Cuesta College, San Luis Obispo, CA
Students have a weekly online reading assignment (hosted by SurveyMonkey.com), where they answer questions based on reading their textbook, material covered in previous lectures, opinion questions, and/or asking (anonymous) questions or making (anonymous) comments. Full credit is given for completing the online reading assignment before next week's lecture, regardless if whether their answers are correct/incorrect. Selected results/questions/comments are addressed by the instructor at the start of the following lecture.
The following questions were asked on reading textbook chapters and previewing presentations on eclipses, and an preliminary overview of the history of astronomy.
Selected/edited responses are given below.
Describe something you found interesting from the assigned textbook reading or presentation preview, and explain why this was personally interesting for you.
"Eclipses, because I was always curious about them and it's nice to finally learn more about them."
"How people were able to piece together theories about the solar system hundreds of years ago. It's amazing the things they were able to come up with even without the technology that we have today."
"You can see an eclipse through a pinhole in a card onto another card. This was interesting because I did't know you could do that."
"That there was more to a solar eclipse than just the moon being in front of the sun. Also that to be able to see a full eclipse you had to be in the penumbra to see it and is only in a few parts of the earth in a straight line."
"I liked reading the background of how all of the astronomers were talked about and their backgrounds and how they were able to build more of an understanding from the previous astronomer."

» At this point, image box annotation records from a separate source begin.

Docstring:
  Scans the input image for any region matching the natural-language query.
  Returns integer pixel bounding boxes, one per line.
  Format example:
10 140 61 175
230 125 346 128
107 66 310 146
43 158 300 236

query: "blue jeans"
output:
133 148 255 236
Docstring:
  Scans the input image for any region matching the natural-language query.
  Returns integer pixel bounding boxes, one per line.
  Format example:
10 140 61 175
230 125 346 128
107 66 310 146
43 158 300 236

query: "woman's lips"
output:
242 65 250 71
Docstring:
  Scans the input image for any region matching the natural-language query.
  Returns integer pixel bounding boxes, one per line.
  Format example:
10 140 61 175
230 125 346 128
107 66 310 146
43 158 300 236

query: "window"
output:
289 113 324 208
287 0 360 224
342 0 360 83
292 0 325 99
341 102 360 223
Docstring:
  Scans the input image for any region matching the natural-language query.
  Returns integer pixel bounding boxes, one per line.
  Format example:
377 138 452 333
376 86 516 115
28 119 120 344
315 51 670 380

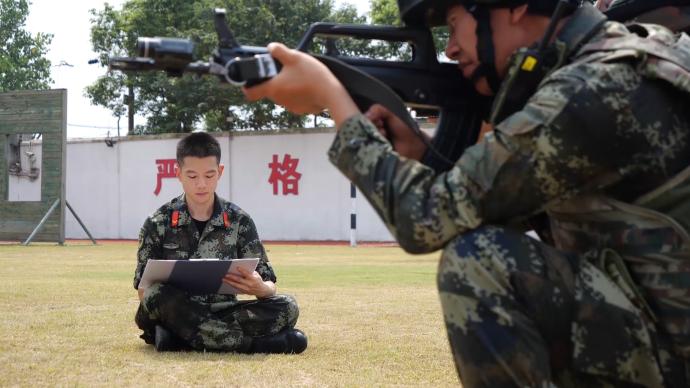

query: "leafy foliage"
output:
0 0 52 92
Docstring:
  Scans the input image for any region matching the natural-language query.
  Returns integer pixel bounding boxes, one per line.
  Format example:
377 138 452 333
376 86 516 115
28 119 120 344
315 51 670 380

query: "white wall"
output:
53 133 392 241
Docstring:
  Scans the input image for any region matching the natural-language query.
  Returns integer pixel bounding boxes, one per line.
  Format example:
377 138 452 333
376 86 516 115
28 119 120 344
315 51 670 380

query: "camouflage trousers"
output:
437 226 685 388
135 284 299 352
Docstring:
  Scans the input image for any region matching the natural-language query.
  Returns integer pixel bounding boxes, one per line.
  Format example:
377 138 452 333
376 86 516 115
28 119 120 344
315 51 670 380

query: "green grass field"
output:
0 242 458 387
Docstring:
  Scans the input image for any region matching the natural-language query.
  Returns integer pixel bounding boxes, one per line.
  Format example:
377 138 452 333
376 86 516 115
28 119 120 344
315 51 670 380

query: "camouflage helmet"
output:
398 0 580 93
398 0 560 26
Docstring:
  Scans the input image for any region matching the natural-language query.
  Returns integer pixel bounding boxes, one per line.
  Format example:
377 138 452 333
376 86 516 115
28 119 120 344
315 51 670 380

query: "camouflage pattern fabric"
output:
134 195 299 350
135 284 299 352
329 22 690 387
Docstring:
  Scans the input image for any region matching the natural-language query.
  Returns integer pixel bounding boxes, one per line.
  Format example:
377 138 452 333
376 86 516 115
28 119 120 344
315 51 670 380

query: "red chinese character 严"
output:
268 154 302 195
153 159 177 195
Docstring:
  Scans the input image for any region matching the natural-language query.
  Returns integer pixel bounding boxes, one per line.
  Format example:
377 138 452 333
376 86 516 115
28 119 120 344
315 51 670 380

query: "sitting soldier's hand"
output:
364 104 428 160
223 267 275 298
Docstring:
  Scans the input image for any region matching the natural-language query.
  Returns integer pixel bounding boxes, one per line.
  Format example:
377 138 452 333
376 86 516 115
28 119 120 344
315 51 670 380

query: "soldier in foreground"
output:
134 133 307 353
245 0 690 388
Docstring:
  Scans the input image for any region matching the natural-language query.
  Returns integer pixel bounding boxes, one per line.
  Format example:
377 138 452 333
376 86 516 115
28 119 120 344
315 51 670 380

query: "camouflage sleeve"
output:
232 213 277 283
134 217 161 289
329 67 628 253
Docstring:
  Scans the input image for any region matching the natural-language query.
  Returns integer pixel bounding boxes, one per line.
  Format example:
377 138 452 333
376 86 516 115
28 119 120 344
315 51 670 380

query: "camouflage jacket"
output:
134 194 276 302
329 22 690 386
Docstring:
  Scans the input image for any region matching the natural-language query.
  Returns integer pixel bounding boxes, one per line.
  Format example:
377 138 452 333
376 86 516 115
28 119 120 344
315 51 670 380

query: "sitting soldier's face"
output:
446 5 492 96
446 5 536 95
177 156 223 205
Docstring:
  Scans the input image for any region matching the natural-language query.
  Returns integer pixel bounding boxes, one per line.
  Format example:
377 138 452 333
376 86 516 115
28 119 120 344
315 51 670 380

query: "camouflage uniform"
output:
329 22 690 387
134 195 299 351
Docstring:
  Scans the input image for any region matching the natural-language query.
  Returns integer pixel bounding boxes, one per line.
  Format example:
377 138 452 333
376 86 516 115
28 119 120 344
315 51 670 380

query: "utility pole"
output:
127 83 134 133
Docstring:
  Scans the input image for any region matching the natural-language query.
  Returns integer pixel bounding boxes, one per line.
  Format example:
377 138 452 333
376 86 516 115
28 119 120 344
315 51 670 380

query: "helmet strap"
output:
468 5 501 93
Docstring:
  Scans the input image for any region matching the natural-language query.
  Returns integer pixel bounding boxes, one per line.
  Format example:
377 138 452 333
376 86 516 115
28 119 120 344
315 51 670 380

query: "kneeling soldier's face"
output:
177 156 223 205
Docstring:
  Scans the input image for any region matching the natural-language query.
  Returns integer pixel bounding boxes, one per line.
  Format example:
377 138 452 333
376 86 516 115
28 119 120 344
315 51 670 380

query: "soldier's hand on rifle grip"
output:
242 43 359 126
365 104 430 160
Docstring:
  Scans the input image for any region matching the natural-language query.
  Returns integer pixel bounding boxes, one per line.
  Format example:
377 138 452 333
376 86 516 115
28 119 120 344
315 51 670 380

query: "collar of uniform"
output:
209 194 230 228
172 194 192 225
173 194 229 227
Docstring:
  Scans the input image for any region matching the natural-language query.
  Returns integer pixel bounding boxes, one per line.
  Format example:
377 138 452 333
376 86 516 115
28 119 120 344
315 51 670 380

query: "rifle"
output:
109 9 491 172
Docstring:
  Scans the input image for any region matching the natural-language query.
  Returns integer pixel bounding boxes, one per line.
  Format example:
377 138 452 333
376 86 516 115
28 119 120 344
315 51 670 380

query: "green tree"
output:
87 0 357 133
0 0 52 92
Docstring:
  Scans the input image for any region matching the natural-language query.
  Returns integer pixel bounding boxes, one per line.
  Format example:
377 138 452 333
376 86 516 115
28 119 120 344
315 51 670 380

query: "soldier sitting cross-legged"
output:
134 133 307 353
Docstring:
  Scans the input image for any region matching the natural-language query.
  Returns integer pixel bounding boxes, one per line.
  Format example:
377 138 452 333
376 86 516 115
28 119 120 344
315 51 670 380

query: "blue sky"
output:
26 0 369 138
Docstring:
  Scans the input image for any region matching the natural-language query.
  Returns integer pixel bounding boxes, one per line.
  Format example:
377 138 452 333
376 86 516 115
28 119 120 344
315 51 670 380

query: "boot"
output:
154 325 191 352
249 329 307 354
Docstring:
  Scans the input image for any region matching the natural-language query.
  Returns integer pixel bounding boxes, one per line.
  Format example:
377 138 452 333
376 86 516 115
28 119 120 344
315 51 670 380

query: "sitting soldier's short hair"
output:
177 132 220 166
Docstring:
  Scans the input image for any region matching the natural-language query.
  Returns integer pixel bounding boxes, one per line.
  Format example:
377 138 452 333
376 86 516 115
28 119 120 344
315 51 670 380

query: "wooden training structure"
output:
0 89 67 244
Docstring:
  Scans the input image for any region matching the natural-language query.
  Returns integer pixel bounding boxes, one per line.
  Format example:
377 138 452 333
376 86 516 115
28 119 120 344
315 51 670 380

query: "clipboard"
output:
139 258 259 295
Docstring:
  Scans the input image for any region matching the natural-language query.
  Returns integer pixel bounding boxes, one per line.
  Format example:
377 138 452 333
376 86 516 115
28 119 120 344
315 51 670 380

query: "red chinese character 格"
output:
268 154 302 195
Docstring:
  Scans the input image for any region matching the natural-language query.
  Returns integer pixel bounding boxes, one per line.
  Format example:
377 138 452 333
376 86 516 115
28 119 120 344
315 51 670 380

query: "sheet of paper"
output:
139 258 259 294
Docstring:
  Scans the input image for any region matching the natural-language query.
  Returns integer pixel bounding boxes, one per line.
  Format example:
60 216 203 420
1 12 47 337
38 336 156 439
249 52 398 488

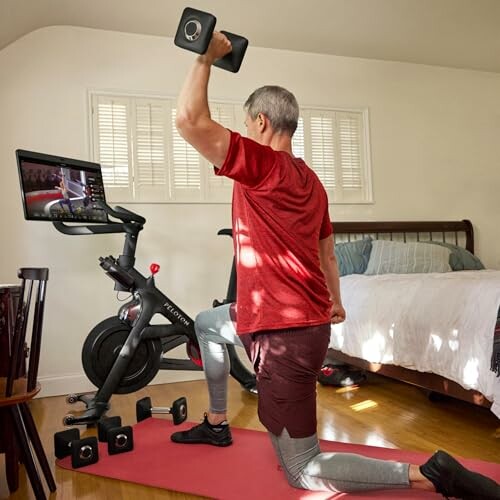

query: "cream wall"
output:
0 27 500 395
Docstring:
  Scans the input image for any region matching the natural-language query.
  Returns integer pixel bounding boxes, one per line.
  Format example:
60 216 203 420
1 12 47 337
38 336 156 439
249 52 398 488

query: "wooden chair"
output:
0 268 56 499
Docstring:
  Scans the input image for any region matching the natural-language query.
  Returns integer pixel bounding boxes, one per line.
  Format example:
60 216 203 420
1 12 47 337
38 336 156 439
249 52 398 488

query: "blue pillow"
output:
427 241 484 271
335 238 372 276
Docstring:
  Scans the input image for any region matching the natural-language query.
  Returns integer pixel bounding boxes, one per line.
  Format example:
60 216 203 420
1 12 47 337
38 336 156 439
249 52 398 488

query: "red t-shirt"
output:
215 132 332 334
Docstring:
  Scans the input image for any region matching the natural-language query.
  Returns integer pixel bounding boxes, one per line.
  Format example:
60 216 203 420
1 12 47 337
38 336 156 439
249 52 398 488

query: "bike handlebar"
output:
52 201 146 235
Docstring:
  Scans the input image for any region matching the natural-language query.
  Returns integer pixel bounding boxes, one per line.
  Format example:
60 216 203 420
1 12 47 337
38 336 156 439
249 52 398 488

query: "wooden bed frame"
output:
328 220 491 408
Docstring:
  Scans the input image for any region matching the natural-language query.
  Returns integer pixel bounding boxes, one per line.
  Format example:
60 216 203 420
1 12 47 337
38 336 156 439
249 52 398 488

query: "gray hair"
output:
244 85 299 137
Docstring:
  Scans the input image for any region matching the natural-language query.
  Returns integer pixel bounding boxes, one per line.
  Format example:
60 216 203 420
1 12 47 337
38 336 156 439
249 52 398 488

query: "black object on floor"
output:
318 363 366 387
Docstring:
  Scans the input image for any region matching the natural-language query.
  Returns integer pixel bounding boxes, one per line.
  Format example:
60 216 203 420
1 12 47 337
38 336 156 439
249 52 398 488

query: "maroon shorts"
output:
240 323 331 438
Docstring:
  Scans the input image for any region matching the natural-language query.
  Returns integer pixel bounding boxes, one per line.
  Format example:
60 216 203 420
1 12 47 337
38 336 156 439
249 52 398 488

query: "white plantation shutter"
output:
292 108 372 203
337 112 365 201
91 94 372 203
134 99 171 201
92 96 132 197
310 112 336 191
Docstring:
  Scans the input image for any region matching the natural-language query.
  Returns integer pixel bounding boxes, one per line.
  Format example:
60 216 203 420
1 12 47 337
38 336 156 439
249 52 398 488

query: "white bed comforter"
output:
330 270 500 418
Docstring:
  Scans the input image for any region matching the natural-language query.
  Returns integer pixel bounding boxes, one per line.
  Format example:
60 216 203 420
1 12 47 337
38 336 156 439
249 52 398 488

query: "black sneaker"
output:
420 450 500 500
170 413 233 446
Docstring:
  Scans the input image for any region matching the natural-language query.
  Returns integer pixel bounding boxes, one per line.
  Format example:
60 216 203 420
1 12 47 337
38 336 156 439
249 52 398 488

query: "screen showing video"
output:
16 150 108 223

"I liked learning the difference in eclipses. I knew the names of solar and lunar eclipses, but I didn't know exactly what they were and their differences, I thought they may have just been a different time of year."
Describe something you found confusing from the assigned textbook reading or presentation preview, and explain why this was personally confusing for you.
"How to tell whether or not the moon was going to be eclipsed by looking at the edges of the full moon and determining if they are ragged or completely sharp."
"I'm not really confused, just a little overwhelmed with the terminology. I'm definitely going to study more."
"What phase(s) of the moon it needs to be in for partial and annular solar eclipses."
A friend of yours has a birthday on March 30. According to your starwheel, the sun would have been located in front of which zodiac sign on that date? (Ignore daylight saving time.)
Aries.   **  Taurus.   *  Gemini.   *  Cancer.    Leo.    Virgo.   **  Libra.    Scorpio.    Sagittarius.    Capricorn.    Aquarius.    Pisces.   *****************  (Unsure/guessing/lost/help!)   *** 
Match the phase of the moon during these eclipse types. (Only correct responses shown.)
Total solar eclipse: new moon [58%]
Partial solar eclipse: new moon [50%]
Annular solar eclipse: new moon [54%]
Total lunar eclipse: full moon [81%]
Partial lunar eclipse: full moon [42%]
Place these astronomers in chronological order of their historical contribution to astronomy. (Only correct responses shown.)
Match these terms with their descriptions. (Only correct responses shown.)
Ideas accepted as truth without further examination: first principles [85%]
Predictions that could be tested by observations: hypotheses [96%]
Universal statements of cause and effect: rational laws [81%]
Describe phenomena without explaining why it occurs: empirical laws [69%]
Ask the instructor an anonymous question, or make a comment. Selected questions/comments may be discussed in class.
"Do you believe astronomy is able to make predictions about the future?" (Let me consult the Magic 8-Ball®.)
"THERE ARE SO MANY NAMES TO REMEMBER." (AND THEY EACH DID SO MANY THINGS. LEARN ALL THE THINGS.)
"I would like it if you could do more presentations, or talk more in detail about what we are studying. I appreciate the group activities, but it is not my learning style. I need more things I can take notes on." (Yes, as long as I get sufficient feedback on what difficulties the class as a whole is having, so I'll know specifically what I should be covering in class. There just isn't enough time in lecture to cover ALL THE THINGS.)
"The textbook is really hard to comprehend about the moon and its solar and lunar eclipses what can I do to help me figure it out?" (I'll make sure to set aside some time to help the class distinguish between all the different eclipse types and causes in class, before you practice this on the in-class activity.)
"What does Mrs. P-dog look like?" (Like this. A total back-country trail-crushing babe.)